Ce sont donc 200 milliards d’ouguiyas,  étalés sur cinq ans, qui vont être injectés dans des projets profitant de manière concrète aux couches défavorisés. Nul doute qu’il ne s’agit pas, comme cela peut germer dans l’esprit de certains, du prolongement de ces programmes et Plans (CSLP 1 et 2, et autre SCAPP) qui, sur plus de trois décennies, n’ont pas su apporter de réponses convaincantes à la problématique de la pauvreté, notamment en milieu rural.

« Taazour » tire sa force du fait que ce vaste programme fait consensus non seulement dans les résultats qu’on pourrait attendre de sa mise en œuvre mais aussi du fait qu’il vient concrétiser une idée chère au Président de la République, à savoir la mise en place « d’un Etat où la justice, l’égalité, la fraternité, la citoyenneté ne sont pas de simples concepts mais des valeurs fondatrices ».

Ce ne sera donc pas des actions ponctuelles, sélectives et de portées politiques limitées, mais bien un véritable système de protection sociale qui ne laisse personne au bord de la route. S’il prend en considération les aléas de l’histoire, en s’efforçant d’éliminer toutes les formes d’inégalités, le Programme a aussi vocation de renforcer la cohésion nationale, en agissant de manière objective dans les zones cibles.
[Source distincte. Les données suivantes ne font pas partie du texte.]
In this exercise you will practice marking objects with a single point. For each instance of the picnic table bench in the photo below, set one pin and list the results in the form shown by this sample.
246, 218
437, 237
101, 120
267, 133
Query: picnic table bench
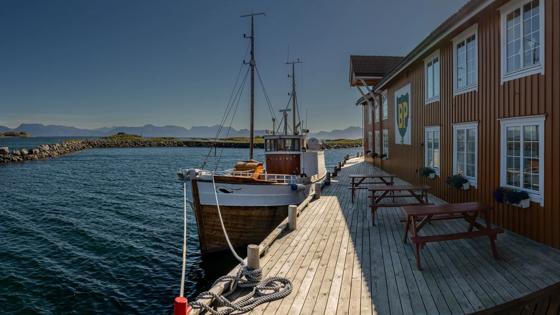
379, 193
417, 216
374, 179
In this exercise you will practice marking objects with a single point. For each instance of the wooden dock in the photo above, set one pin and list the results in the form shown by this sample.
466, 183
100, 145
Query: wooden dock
340, 263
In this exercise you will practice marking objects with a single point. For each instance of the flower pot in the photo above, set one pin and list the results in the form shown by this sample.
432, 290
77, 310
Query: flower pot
525, 203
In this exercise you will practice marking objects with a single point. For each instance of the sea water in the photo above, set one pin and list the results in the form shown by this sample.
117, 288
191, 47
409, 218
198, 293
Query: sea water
100, 231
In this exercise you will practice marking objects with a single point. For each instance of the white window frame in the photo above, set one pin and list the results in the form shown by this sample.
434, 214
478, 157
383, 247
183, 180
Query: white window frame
385, 105
426, 130
385, 138
376, 109
523, 121
472, 30
466, 126
431, 58
377, 140
523, 72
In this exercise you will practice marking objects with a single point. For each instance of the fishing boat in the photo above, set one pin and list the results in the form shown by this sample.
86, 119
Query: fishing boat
253, 197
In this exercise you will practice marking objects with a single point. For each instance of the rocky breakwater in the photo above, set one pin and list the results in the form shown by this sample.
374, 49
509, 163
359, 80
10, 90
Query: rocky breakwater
44, 151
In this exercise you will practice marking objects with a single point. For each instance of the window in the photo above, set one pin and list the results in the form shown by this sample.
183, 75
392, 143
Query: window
369, 113
522, 155
465, 57
386, 143
385, 105
431, 145
465, 150
431, 69
522, 38
377, 142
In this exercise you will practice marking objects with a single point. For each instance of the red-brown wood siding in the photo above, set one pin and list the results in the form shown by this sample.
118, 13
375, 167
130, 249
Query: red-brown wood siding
532, 95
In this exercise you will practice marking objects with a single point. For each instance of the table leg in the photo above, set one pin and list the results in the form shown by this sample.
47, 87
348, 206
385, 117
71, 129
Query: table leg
417, 244
406, 227
492, 236
353, 188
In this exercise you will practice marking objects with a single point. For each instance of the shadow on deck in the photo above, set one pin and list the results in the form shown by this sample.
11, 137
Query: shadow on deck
340, 263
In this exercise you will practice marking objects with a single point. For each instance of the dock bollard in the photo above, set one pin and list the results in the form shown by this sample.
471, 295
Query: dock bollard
253, 256
181, 306
317, 190
292, 217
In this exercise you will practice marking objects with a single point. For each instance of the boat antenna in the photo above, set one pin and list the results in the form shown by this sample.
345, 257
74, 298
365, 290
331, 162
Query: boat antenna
252, 64
293, 95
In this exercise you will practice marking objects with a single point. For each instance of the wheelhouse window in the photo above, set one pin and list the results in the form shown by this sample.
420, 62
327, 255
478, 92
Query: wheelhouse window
432, 77
283, 144
465, 150
384, 105
465, 57
386, 143
522, 155
522, 38
432, 148
377, 142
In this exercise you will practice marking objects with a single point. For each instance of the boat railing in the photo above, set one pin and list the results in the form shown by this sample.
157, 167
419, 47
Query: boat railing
279, 178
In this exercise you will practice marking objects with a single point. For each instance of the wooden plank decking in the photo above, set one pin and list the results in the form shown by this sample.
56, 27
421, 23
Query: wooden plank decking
340, 263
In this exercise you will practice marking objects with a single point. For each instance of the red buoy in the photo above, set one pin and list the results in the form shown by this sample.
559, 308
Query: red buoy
181, 306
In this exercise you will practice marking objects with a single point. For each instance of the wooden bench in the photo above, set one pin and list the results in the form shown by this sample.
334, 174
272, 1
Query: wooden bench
376, 179
419, 193
417, 216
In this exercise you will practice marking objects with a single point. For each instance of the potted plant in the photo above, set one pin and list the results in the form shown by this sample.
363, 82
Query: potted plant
428, 172
459, 182
514, 197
Cette ceinture de pauvreté qui couvre plusieurs zones du Gorgol, du Brakna, de l’Assaba et des deux Hodh, mais également ces « poches » qui n’épargnent aucune autre région du pays.

 

Une nouvelle stratégie de lutte contre la pauvreté

 

 

Le lancement du programme « Taazour » relève d’un constat évident : La pauvreté recule, mais pas suffisamment, selon les statistiques disponibles sur la période 2008-2014. Les efforts accomplis, jusque-là, nous ont fait passé du CSLP 1 et 2 à une Stratégie de croissance accélérée et de prospérité partagée (SCAPP) dont les données devraient être réactualisées, en cette année 2019, par une nouvelle enquête sur les conditions de vie des ménages nécessaire pour partir sur des bases saines dans la nouvelle stratégie de lutte contre la pauvreté annoncée par le président de la République, dans son programme électoral, et reprise, le 05 septembre 2019, par la Déclaration de politique générale (DPG) du Premier ministre, Ismail Ould Bodde Ould Cheikh Sidiya :

 « Afin de concrétiser l’engagement du Président de la République à traiter efficacement les conditions de vulnérabilité et de pauvreté vécues par un grand nombre de citoyens, le Gouvernement créera une Agence chargée de concevoir et de mettre en œuvre des programmes ambitieux visant à promouvoir le développement socio-économique des couches défavorisées. »

Dotée d’un budget conséquent de 200 milliards d’ouguiyas (sur 5ans), cette agence « s’appuiera sur le Registre Social qui couvrira l’ensemble des ménages pauvres et vulnérables et qui est appelé à devenir l’unique source de ciblage pour les familles pauvres et vulnérables. » Ses programmes témoignent tous de cette volonté de venir en aide, de manière efficace, aux familles les plus vulnérables : Le Programme de cash transfert TEKAVOUL sera étendu à 100.000 ménages. Le transfert trimestriel pour chaque ménage passera de 1500 à 3600 MRU.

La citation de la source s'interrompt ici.